O presidente entendeu que as desigualdades entre as ilhas cabo-verdianas têm implicações no processo de redistribuição dos recursos, que acaba por gerar "sentimentos de injustiça e anti-Estado".

"Na solidariedade é para distribuir, mas temos que criar condições para as pessoas que estão na Brava ou em São Nicolau, por exemplo, também se sintam orgulhosos de estarem a produzir para a riqueza do país", apontou.

A regionalização tem gerado várias discussões em Cabo Verde, tendo o partido que suporta o Governo, Movimento para a Democracia (MpD), apresentado uma proposta para a criação de 10 regiões administrativas, uma por cada ilha, sendo que Santiago, a maior do país, seria dividida em duas regiões.
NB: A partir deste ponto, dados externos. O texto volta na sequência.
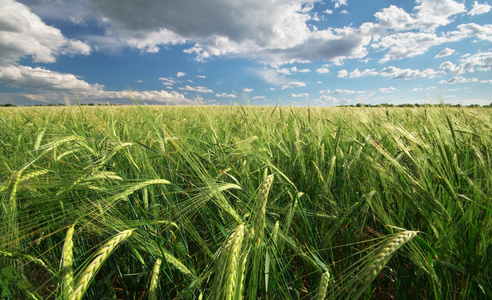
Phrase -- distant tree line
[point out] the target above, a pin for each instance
(357, 105)
(61, 104)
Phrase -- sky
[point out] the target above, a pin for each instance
(258, 52)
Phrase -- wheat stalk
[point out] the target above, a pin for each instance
(384, 255)
(101, 255)
(323, 285)
(233, 263)
(155, 280)
(66, 263)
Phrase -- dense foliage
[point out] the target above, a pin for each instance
(245, 202)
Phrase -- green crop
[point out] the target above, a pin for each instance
(238, 202)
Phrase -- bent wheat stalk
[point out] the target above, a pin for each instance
(91, 270)
(66, 264)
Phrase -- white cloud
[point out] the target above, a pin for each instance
(342, 73)
(451, 68)
(44, 80)
(478, 9)
(472, 30)
(445, 52)
(338, 3)
(303, 95)
(167, 81)
(224, 95)
(387, 90)
(458, 79)
(198, 89)
(339, 92)
(322, 70)
(356, 73)
(397, 73)
(23, 33)
(470, 63)
(395, 18)
(391, 72)
(407, 44)
(434, 13)
(293, 84)
(161, 97)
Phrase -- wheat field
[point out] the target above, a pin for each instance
(240, 202)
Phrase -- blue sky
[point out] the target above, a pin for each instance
(332, 52)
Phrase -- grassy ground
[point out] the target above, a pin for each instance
(245, 202)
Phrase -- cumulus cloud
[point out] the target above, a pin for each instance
(407, 44)
(224, 95)
(43, 79)
(445, 52)
(356, 73)
(478, 9)
(198, 89)
(23, 33)
(340, 92)
(302, 95)
(397, 73)
(167, 81)
(434, 13)
(387, 90)
(338, 3)
(391, 72)
(480, 62)
(458, 79)
(294, 84)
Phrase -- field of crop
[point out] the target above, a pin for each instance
(245, 202)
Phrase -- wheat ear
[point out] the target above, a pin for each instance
(233, 262)
(154, 280)
(102, 254)
(323, 285)
(66, 264)
(384, 255)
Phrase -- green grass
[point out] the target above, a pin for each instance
(245, 202)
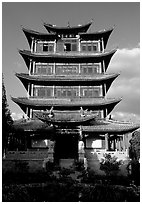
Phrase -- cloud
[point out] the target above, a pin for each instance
(127, 85)
(125, 116)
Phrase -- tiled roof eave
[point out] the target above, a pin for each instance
(67, 54)
(65, 102)
(111, 128)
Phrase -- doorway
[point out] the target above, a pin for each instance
(66, 147)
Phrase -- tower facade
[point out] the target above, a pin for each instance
(67, 84)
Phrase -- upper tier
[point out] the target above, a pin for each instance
(68, 80)
(93, 36)
(68, 57)
(67, 30)
(67, 104)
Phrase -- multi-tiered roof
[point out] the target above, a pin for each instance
(69, 64)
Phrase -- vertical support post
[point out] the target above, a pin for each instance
(54, 68)
(79, 46)
(30, 113)
(79, 91)
(81, 151)
(99, 47)
(55, 46)
(35, 46)
(103, 90)
(104, 66)
(54, 91)
(124, 143)
(102, 41)
(79, 69)
(28, 93)
(32, 91)
(30, 67)
(33, 68)
(119, 142)
(32, 45)
(51, 151)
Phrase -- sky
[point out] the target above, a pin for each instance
(125, 16)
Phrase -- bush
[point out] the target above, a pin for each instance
(65, 192)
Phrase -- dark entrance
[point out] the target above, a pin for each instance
(66, 147)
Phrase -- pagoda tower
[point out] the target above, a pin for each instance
(66, 88)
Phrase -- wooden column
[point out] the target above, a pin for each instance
(30, 66)
(119, 142)
(106, 142)
(55, 46)
(53, 91)
(102, 41)
(79, 91)
(54, 68)
(124, 148)
(28, 92)
(32, 45)
(81, 151)
(33, 72)
(79, 69)
(35, 46)
(99, 46)
(79, 46)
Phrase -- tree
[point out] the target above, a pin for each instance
(6, 119)
(134, 150)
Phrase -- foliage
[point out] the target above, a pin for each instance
(21, 166)
(134, 150)
(134, 171)
(62, 192)
(6, 118)
(110, 164)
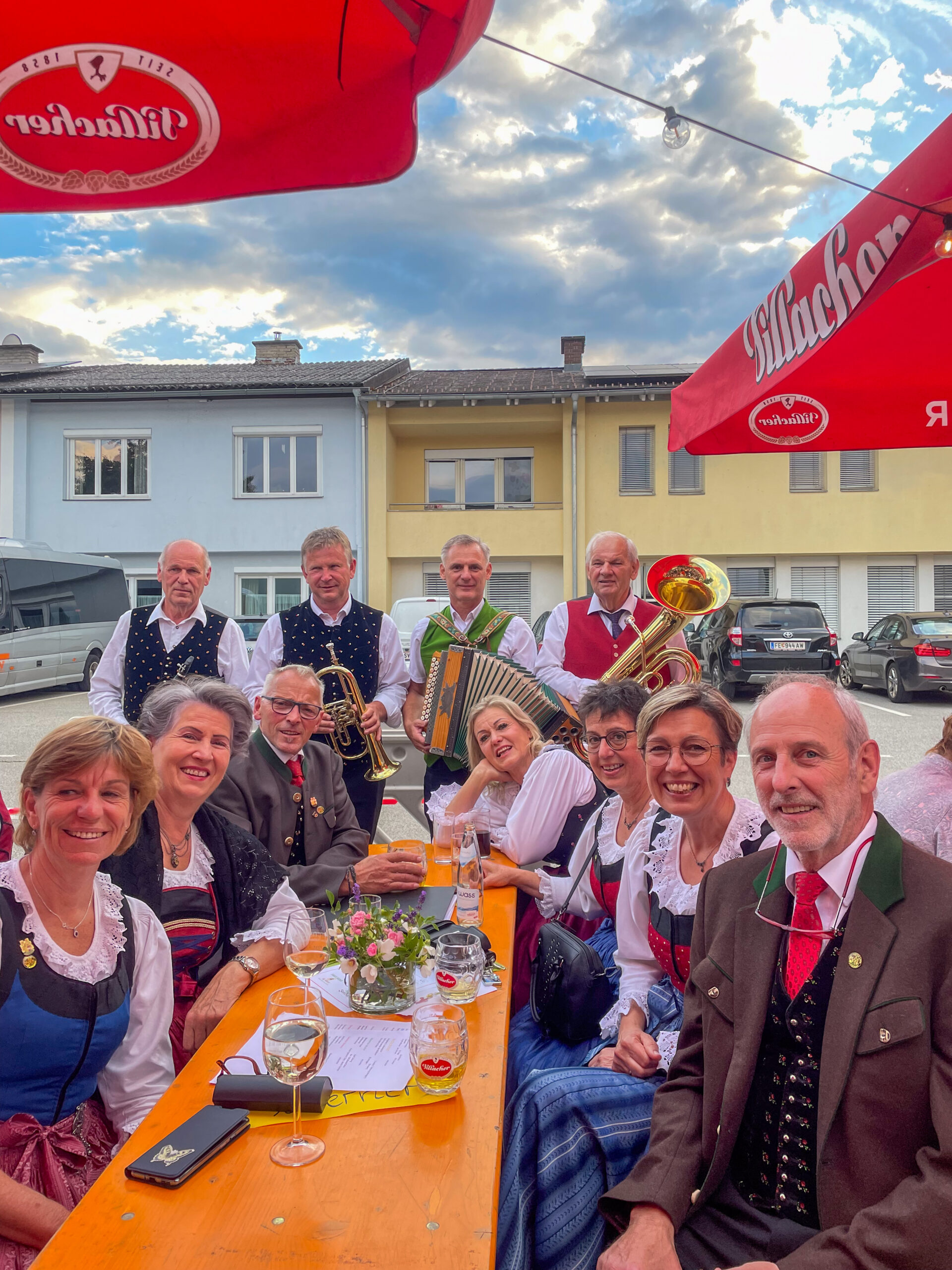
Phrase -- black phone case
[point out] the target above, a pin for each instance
(188, 1148)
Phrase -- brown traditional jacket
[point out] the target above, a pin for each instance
(257, 793)
(884, 1178)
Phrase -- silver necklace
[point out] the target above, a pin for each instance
(66, 926)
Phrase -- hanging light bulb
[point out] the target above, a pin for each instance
(677, 131)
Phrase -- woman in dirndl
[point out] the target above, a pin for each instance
(574, 1132)
(85, 981)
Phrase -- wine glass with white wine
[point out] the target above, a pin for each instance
(295, 1046)
(309, 960)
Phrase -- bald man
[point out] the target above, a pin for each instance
(150, 647)
(584, 636)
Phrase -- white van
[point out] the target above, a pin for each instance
(58, 614)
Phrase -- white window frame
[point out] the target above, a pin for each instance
(266, 432)
(460, 456)
(99, 436)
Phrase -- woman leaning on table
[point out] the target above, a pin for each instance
(220, 896)
(85, 981)
(573, 1133)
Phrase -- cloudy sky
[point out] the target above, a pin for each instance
(537, 207)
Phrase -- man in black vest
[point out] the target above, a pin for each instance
(333, 627)
(150, 645)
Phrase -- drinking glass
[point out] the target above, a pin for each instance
(295, 1046)
(460, 965)
(440, 1046)
(313, 956)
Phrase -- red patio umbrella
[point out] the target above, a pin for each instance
(853, 348)
(111, 105)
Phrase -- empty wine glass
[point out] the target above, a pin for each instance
(295, 1046)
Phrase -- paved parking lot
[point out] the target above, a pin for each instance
(904, 734)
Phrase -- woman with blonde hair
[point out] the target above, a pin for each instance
(85, 981)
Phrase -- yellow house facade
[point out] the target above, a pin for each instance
(537, 460)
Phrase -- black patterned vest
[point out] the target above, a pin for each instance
(774, 1159)
(148, 663)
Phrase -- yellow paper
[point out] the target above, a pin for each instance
(342, 1103)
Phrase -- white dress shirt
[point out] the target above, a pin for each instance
(391, 667)
(518, 643)
(551, 654)
(835, 874)
(107, 684)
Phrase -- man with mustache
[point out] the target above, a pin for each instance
(808, 1117)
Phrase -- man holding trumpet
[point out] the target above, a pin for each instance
(333, 628)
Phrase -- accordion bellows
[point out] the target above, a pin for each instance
(460, 677)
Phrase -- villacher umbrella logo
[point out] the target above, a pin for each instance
(87, 120)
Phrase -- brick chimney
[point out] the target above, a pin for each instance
(573, 348)
(277, 351)
(17, 356)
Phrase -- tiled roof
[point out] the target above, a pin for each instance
(140, 378)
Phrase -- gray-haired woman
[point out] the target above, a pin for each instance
(214, 887)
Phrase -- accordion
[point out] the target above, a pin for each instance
(460, 677)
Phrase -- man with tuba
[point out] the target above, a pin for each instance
(586, 636)
(333, 628)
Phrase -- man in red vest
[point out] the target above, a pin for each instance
(584, 636)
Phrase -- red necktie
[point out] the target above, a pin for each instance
(804, 951)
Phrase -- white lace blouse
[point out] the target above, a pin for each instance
(271, 925)
(634, 958)
(141, 1069)
(529, 820)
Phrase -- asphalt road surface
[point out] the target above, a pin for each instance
(904, 734)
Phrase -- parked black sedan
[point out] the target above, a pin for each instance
(904, 653)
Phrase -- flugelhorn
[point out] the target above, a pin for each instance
(347, 713)
(686, 587)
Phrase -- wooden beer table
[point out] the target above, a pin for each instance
(411, 1188)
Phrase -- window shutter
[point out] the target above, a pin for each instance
(890, 590)
(819, 583)
(805, 473)
(857, 469)
(636, 460)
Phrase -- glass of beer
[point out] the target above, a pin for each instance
(306, 962)
(295, 1046)
(460, 965)
(440, 1046)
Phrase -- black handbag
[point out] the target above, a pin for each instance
(570, 991)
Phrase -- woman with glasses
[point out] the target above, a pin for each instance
(572, 1135)
(219, 894)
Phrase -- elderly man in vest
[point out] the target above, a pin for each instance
(179, 635)
(469, 619)
(806, 1121)
(290, 793)
(584, 636)
(333, 627)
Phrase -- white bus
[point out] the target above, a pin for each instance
(58, 613)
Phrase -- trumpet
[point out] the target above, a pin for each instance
(347, 713)
(685, 587)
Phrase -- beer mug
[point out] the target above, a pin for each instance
(440, 1046)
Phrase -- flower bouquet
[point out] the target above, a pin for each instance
(379, 953)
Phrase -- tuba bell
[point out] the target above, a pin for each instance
(686, 587)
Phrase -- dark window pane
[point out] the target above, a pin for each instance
(306, 464)
(517, 480)
(253, 465)
(111, 459)
(280, 465)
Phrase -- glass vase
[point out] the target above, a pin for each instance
(391, 991)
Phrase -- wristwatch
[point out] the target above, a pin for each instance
(250, 964)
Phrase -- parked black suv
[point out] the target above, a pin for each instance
(749, 640)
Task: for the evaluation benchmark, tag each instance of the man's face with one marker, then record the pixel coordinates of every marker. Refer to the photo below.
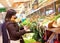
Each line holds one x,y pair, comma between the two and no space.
13,17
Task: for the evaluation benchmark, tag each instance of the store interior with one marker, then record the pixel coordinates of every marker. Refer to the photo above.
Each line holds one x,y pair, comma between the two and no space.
42,17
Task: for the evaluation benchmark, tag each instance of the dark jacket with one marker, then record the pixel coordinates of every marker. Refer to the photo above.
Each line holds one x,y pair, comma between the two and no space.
14,31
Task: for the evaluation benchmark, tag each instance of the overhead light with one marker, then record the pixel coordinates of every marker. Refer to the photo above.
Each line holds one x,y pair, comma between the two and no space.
8,3
1,6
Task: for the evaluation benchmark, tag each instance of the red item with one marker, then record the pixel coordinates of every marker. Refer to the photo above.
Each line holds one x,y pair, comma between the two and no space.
56,41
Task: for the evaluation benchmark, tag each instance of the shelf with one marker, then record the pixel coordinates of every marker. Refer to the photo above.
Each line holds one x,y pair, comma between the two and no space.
46,4
55,30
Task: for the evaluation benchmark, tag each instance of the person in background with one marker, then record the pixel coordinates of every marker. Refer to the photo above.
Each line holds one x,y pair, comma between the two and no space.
14,32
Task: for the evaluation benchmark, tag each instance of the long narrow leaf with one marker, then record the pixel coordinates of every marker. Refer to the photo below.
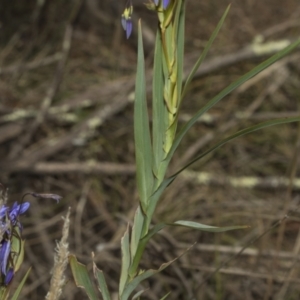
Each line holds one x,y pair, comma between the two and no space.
141,130
204,52
180,15
138,279
238,134
160,113
203,227
225,92
126,260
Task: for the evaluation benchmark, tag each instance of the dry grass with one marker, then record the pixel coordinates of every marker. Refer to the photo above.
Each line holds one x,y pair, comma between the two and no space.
99,67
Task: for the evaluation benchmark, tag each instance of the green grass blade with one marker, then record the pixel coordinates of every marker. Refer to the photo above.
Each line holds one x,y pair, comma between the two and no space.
238,134
130,287
81,277
20,286
160,113
98,274
225,92
203,227
204,52
126,260
141,130
180,21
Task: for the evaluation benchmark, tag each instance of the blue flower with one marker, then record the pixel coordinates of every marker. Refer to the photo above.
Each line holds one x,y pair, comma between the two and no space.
11,229
126,20
165,3
4,255
9,276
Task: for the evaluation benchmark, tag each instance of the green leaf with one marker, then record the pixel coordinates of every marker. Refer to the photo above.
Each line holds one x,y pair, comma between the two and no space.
238,134
179,22
204,52
203,227
154,199
81,277
101,282
20,286
141,130
225,92
126,260
160,112
136,233
130,287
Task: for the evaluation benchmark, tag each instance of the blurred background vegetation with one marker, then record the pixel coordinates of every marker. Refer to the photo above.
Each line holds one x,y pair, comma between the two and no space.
67,77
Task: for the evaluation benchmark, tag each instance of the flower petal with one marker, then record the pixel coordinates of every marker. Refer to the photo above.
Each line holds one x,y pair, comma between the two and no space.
4,253
165,3
9,276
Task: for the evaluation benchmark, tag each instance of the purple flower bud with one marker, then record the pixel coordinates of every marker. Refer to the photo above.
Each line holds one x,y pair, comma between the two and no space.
126,20
165,3
9,276
4,253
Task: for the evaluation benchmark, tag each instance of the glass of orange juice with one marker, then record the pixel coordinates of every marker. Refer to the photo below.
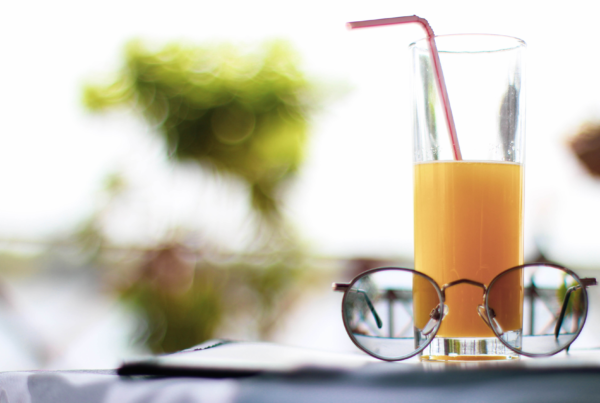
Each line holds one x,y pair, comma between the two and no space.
468,212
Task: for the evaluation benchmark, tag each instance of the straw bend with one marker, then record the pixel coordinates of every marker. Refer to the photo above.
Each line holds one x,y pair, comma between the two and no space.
437,67
393,21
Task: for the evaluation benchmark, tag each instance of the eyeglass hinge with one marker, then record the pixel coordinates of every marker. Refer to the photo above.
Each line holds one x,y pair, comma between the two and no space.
340,286
588,281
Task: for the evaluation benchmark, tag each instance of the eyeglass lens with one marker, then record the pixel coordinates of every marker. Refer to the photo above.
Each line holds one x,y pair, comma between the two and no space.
553,309
392,314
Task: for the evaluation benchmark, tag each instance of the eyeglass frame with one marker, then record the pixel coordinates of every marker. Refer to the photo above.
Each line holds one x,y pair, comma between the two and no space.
584,282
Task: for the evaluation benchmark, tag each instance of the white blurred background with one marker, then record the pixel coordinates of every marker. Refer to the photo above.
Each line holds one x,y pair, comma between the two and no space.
353,197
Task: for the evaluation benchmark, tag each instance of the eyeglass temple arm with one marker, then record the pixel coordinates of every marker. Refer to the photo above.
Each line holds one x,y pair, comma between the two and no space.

A proposta exige maioria qualificada no Parlamento para a sua aprovação.

Em relação ao Fórum, Jacinto Santos considerou que vai servir para uma "grande tomada de consciência" de que "não basta fazer planos bonitos", mas sim planos de acordo com os Objetivos de Desenvolvimento Sustentável, "a partir do território, lá onde estão as pessoas, os atores".

A partir de agora, o presidente da plataforma das ONG espera que os atores locais e outros "apropriem" os indicadores para "induzir o processo de transformação".

O Fórum Mundial de Desenvolvimento Económico Local, que pela primeira vez se realiza num país africano, decorre, na cidade da Praia, até sexta-feira, com cerca de três mil participantes, mais de 80 países e mais de 190 conferencistas.